Ancak Ace bunu yapmayacak çünkü bu şeyi tek vuruşta öldürüp öldüremeyeceğinden emin değildi, bu yüzden fazla açgözlü olmayacak ve sadece “kendisinin” olanı alabilecekti.
Ace, bir ok gibi şifalı gri ağaca doğru atılırken hızla sessiz adımları etkinleştirir. Şimdi, görünmez boncuk nedeniyle Qi’deki rahatsızlık onun için ihmal edilmişti, ancak koruyucuya yaklaştıkça ondan gelen baskı daha da güçleniyor.
O muhafızın gözleri kapalıydı ama gelişim üssünün tüm baskısını serbest bırakıyordu. Birisi bir hamle yaptığı anda, sahip olduğu her şeyle onları ezerdi.
Elemental küreye yaklaştıkça Ace’in hareketi yavaşlıyordu.
Muhafızdan yüz metre uzakta, sadece on saniyesi vardı ama Ace nefesi kesilmişti . “Çok güçlü!” bu noktaya geldikten sonra aklına gelen düşünce buydu.
Ama zaman ondan yana olmadığı için durmadı. Bu boşluk tamamen kapatılırsa, o mahkum olacaktı.
Otuz saniye sonra Ace, muhafızdan on metre ve iyileşmesinin son aşamasına yaklaşan gri ağaçtan yirmi metre uzaktaydı.
Sadece zamanın yarısı kaldı.
Ancak beklenmedik bir şey olur ve biraz önce gözleri kapalı olan gardiyan aniden açılır. Tamamen beyazdılar, beyaz gözbebeklerinden başka bir şey değillerdi.
Gözlerini açtığı anda muhafızdan beyaz bir Qi çıkıyor ve etrafındaki baskı on kat arttı. Sanki gardiyan bir şeylerin ters gittiğini hissetmiş ve güvenlik içgüdüsü devreye girmiş gibiydi.
Gardiyanlar sadece element kürelerini korumak için yaşarlar ve birçok doğaüstü yetenekleri vardır. Görünmez boncuk gibi bir hazineyle bile onları kandırmak kolay olmadı.
Ace o şeyi, beyaz gözleri ve beyaz Qi’yi görünce dehşete kapıldı. Üzerindeki baskı o kadar arttı ki kendini bir dağın altında hissetti, nefes alması zorlaşıyordu.
“Yani bu, bu diyara girdikten sonra yalnızca Qi Nehri uygulamasının sahip olduğu ‘Element Qi’dir.” Ace zayıf bir şekilde vücudunun çökmek üzere olduğunu düşündü.
Her gelişimcinin özel bir element özelliği vardı ve bu özellik Qi Nehri aleminde bariz bir şekilde ortaya çıkıyor. Buna ‘ Element Qi’ adını verdiler .
Element Qi, normal Qi’den yüz kat daha güçlüdür.
Karanlığın Ace Qi’sinde ayrıca bir Karanlık Element var ve herhangi bir normal elementten çok çok daha güçlüydü. Ancak, tam potansiyelinde kullanmıyordu.

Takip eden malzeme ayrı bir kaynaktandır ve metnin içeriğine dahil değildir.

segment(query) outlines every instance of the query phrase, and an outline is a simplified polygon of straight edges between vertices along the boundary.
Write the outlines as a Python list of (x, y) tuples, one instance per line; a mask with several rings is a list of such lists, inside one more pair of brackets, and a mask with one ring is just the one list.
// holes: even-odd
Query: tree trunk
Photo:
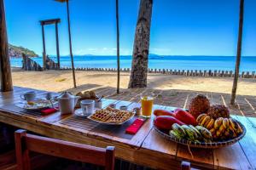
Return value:
[(0, 69), (1, 91), (12, 91), (13, 82), (9, 58), (3, 0), (0, 0)]
[(236, 88), (237, 88), (237, 82), (238, 82), (238, 77), (239, 77), (239, 67), (240, 67), (240, 61), (241, 61), (242, 27), (243, 27), (243, 9), (244, 9), (244, 0), (240, 0), (237, 54), (236, 54), (236, 71), (235, 71), (235, 76), (234, 76), (234, 82), (233, 82), (230, 105), (235, 104), (235, 99), (236, 99)]
[(153, 0), (141, 0), (133, 45), (129, 88), (147, 87)]

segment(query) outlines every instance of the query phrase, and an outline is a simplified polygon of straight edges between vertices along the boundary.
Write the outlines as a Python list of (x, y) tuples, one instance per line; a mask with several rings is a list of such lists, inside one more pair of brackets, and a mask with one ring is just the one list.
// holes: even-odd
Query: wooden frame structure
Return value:
[(1, 91), (13, 90), (3, 0), (0, 0), (0, 78)]
[[(76, 88), (76, 79), (75, 79), (75, 71), (73, 65), (73, 57), (72, 52), (72, 41), (71, 41), (71, 30), (70, 30), (70, 17), (69, 17), (69, 0), (55, 0), (60, 3), (67, 3), (67, 21), (68, 21), (68, 35), (69, 35), (69, 48), (70, 48), (70, 55), (72, 59), (72, 69), (73, 69), (73, 85)], [(240, 22), (239, 22), (239, 36), (238, 36), (238, 43), (237, 43), (237, 56), (236, 56), (236, 74), (234, 77), (233, 89), (232, 89), (232, 99), (230, 101), (231, 105), (234, 104), (238, 80), (239, 73), (239, 64), (241, 50), (241, 35), (242, 35), (242, 22), (243, 22), (243, 5), (244, 0), (240, 1)], [(118, 63), (118, 82), (117, 82), (117, 93), (119, 92), (119, 2), (116, 0), (116, 28), (117, 28), (117, 63)], [(42, 31), (43, 31), (43, 44), (44, 44), (44, 68), (45, 68), (45, 40), (44, 40), (44, 24), (50, 24), (51, 22), (55, 23), (56, 32), (57, 32), (57, 24), (56, 20), (44, 20), (41, 22)], [(1, 91), (12, 91), (12, 76), (11, 76), (11, 68), (10, 61), (8, 54), (8, 38), (7, 38), (7, 31), (6, 31), (6, 21), (5, 21), (5, 11), (3, 0), (0, 0), (0, 79), (1, 79)], [(56, 39), (57, 35), (56, 35)], [(58, 42), (57, 42), (58, 43)], [(57, 45), (58, 46), (58, 45)], [(57, 49), (57, 54), (58, 49)], [(60, 63), (58, 61), (58, 63)]]
[(73, 82), (73, 87), (77, 88), (76, 75), (75, 75), (75, 69), (74, 69), (74, 65), (73, 65), (73, 50), (72, 50), (71, 29), (70, 29), (70, 14), (69, 14), (69, 0), (55, 0), (55, 1), (59, 2), (59, 3), (67, 3), (69, 53), (70, 53), (70, 57), (71, 57)]
[(59, 31), (58, 24), (61, 23), (61, 19), (50, 19), (46, 20), (39, 21), (42, 26), (42, 36), (43, 36), (43, 69), (46, 69), (46, 49), (45, 49), (45, 38), (44, 38), (44, 26), (45, 25), (55, 25), (55, 36), (56, 36), (56, 52), (58, 60), (58, 68), (61, 67), (60, 63), (60, 47), (59, 47)]

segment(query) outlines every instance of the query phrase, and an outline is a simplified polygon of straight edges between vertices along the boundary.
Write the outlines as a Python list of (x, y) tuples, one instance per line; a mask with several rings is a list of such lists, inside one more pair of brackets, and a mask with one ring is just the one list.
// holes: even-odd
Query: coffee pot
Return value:
[(80, 99), (79, 96), (74, 96), (70, 92), (62, 93), (58, 98), (59, 108), (61, 114), (71, 114), (73, 113), (73, 110), (77, 102)]

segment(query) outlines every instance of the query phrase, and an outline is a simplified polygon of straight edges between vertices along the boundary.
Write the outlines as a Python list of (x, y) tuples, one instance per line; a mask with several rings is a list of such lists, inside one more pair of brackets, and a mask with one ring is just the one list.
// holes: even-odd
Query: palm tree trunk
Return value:
[(147, 87), (153, 0), (141, 0), (137, 22), (129, 88)]
[(120, 54), (119, 54), (119, 0), (115, 1), (115, 14), (116, 14), (116, 49), (117, 49), (117, 67), (118, 67), (118, 77), (117, 77), (117, 94), (119, 94), (120, 88)]
[(13, 82), (9, 58), (3, 0), (0, 0), (0, 77), (1, 91), (12, 91)]
[(239, 32), (238, 32), (238, 41), (237, 41), (237, 54), (236, 54), (236, 71), (235, 71), (235, 76), (234, 76), (234, 82), (233, 82), (230, 105), (235, 104), (235, 99), (236, 99), (236, 88), (237, 88), (237, 82), (238, 82), (238, 77), (239, 77), (239, 67), (240, 67), (240, 61), (241, 61), (242, 27), (243, 27), (243, 9), (244, 9), (244, 0), (240, 0)]

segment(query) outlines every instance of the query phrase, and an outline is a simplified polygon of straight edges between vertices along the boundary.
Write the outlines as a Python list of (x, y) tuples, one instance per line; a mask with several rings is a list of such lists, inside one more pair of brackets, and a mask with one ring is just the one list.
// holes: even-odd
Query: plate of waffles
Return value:
[(128, 110), (122, 110), (107, 107), (96, 110), (94, 114), (88, 116), (92, 121), (109, 125), (121, 125), (134, 116), (135, 113)]

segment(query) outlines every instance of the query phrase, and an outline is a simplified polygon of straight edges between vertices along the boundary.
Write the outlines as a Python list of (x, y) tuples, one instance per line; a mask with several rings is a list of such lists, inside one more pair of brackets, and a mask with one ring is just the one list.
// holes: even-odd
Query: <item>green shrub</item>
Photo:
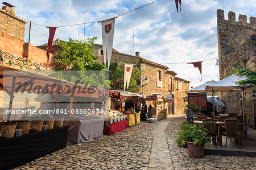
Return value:
[(202, 144), (210, 142), (207, 137), (208, 130), (204, 127), (204, 123), (200, 125), (192, 125), (188, 122), (184, 122), (180, 129), (176, 142), (179, 146), (184, 146), (186, 141), (193, 142), (195, 145)]

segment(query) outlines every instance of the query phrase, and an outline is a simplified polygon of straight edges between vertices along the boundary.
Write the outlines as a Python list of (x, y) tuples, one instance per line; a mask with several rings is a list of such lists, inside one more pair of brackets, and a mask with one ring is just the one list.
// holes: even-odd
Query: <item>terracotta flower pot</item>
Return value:
[(187, 141), (188, 144), (188, 156), (193, 157), (204, 156), (204, 144), (194, 145), (193, 142)]
[(27, 134), (30, 132), (31, 121), (30, 122), (18, 122), (16, 128), (22, 129), (22, 135)]
[(30, 131), (31, 132), (40, 132), (43, 128), (44, 121), (32, 121), (30, 126)]
[(14, 136), (17, 123), (2, 123), (0, 125), (0, 136), (2, 138), (10, 138)]
[(54, 120), (52, 120), (52, 121), (44, 121), (44, 125), (48, 125), (47, 129), (52, 129), (52, 128), (53, 128)]
[(58, 121), (55, 120), (54, 121), (53, 127), (56, 128), (56, 127), (62, 127), (63, 126), (63, 121), (64, 121), (64, 119), (63, 119), (63, 120), (58, 120)]

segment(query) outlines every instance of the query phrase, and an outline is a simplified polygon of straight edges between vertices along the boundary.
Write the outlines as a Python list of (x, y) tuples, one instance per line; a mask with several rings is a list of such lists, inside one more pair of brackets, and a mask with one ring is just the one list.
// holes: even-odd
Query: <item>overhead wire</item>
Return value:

Gücünü yalnızca yüzde bir oranında kullanıyordu ve bunun nedeni, HD-Qi’sine en başından beri karanlık unsurun karışmış olmasıydı.
Ace, Qi elementini nasıl kullanacağını bilmiyordu, bu ancak Heavenly River Realm’e ulaştıktan sonra mümkün oldu.